Meant to be a home for one of Los Angeles’ new start-up stars, the large, metal box got hauled away on a flatbed truck Thursday afternoon, just hours before city prosecutors charged Soylent Chief Executive Rob Rhinehart with unpermitted construction and other violations. 

The charges are the culmination of a months-long dispute between Montecito Heights — an evolving hilltop community with gorgeous views of the downtown Los Angeles skyline — and container owner Rhinehart.

Several neighbors, most who sought anonymity for fear of retribution from Rhinehart and fellow residents, said they didn’t mind the bright red container when they first saw it dragged up into the artsy community where nouveau riche meets Latino immigrants. One woman even thought it was a temporary art installation.

“Tech and Silicon Valley attract strange thinkers, people who think outside the box, and you get people seeking alternative lifestyles,” said one man living on the hillside. 

But over time, it became a vandalized graffiti eyesore and a magnet for unwelcome visitors who for years have flocked to the hill looking for a place to drink, make out or watch Dodger Stadium fireworks.

Neighbors fumed that Rhinehart skipped a permitting processes that they have been forced to endure as one-story homes rise into more elegant, three-story edifices. Further, Rhinehart plopped down the container with no fence on a vacant lot of 8,422 square feet, which property records show he bought in January for $21,300. And he was almost never there.

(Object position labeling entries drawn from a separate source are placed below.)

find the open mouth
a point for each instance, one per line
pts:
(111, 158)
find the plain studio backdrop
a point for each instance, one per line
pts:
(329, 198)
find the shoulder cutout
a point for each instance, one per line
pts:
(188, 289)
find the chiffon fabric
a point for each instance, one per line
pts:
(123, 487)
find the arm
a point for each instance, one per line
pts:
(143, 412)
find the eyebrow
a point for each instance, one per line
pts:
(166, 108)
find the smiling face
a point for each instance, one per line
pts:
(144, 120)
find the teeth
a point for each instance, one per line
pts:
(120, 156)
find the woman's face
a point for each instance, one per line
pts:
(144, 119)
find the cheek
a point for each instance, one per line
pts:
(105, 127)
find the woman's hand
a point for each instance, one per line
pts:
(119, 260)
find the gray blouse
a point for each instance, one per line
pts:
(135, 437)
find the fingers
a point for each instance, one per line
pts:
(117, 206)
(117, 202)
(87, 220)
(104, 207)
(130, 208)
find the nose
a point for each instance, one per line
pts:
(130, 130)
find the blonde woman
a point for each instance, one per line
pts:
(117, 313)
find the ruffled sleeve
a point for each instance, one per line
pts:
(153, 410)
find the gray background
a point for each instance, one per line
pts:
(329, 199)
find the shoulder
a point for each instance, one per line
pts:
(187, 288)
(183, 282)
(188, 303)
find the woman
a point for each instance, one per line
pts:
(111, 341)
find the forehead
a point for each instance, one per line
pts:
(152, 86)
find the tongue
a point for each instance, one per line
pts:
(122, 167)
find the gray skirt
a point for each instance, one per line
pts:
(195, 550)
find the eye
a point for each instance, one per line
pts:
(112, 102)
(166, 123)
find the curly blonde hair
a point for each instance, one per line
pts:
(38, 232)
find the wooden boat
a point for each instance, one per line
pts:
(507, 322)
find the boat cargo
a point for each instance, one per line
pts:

Interior of Rob Rhinehart's container structure seen on July 13. (Sasha Valentene)
(Test)

Rhinehart didn’t respond to requests for comment on the charges against him, and he’s declined to elaborate about the inspiration for his container. But he’s made a business out of championing a fresh way of life.

Soylent, an all-in-one thick drink meant to be a quicker alternative to food, is adored by many techies in Silicon Valley, where innovation and envelope-pushing are often embraced. Some neighbors said that renegade philosophy may be one explanation for Rhinehart’s alleged defiance of city orders in January and April to remove the container. After all, the name of the start-up borrows from the dystopian 1974 film "Soylent Green."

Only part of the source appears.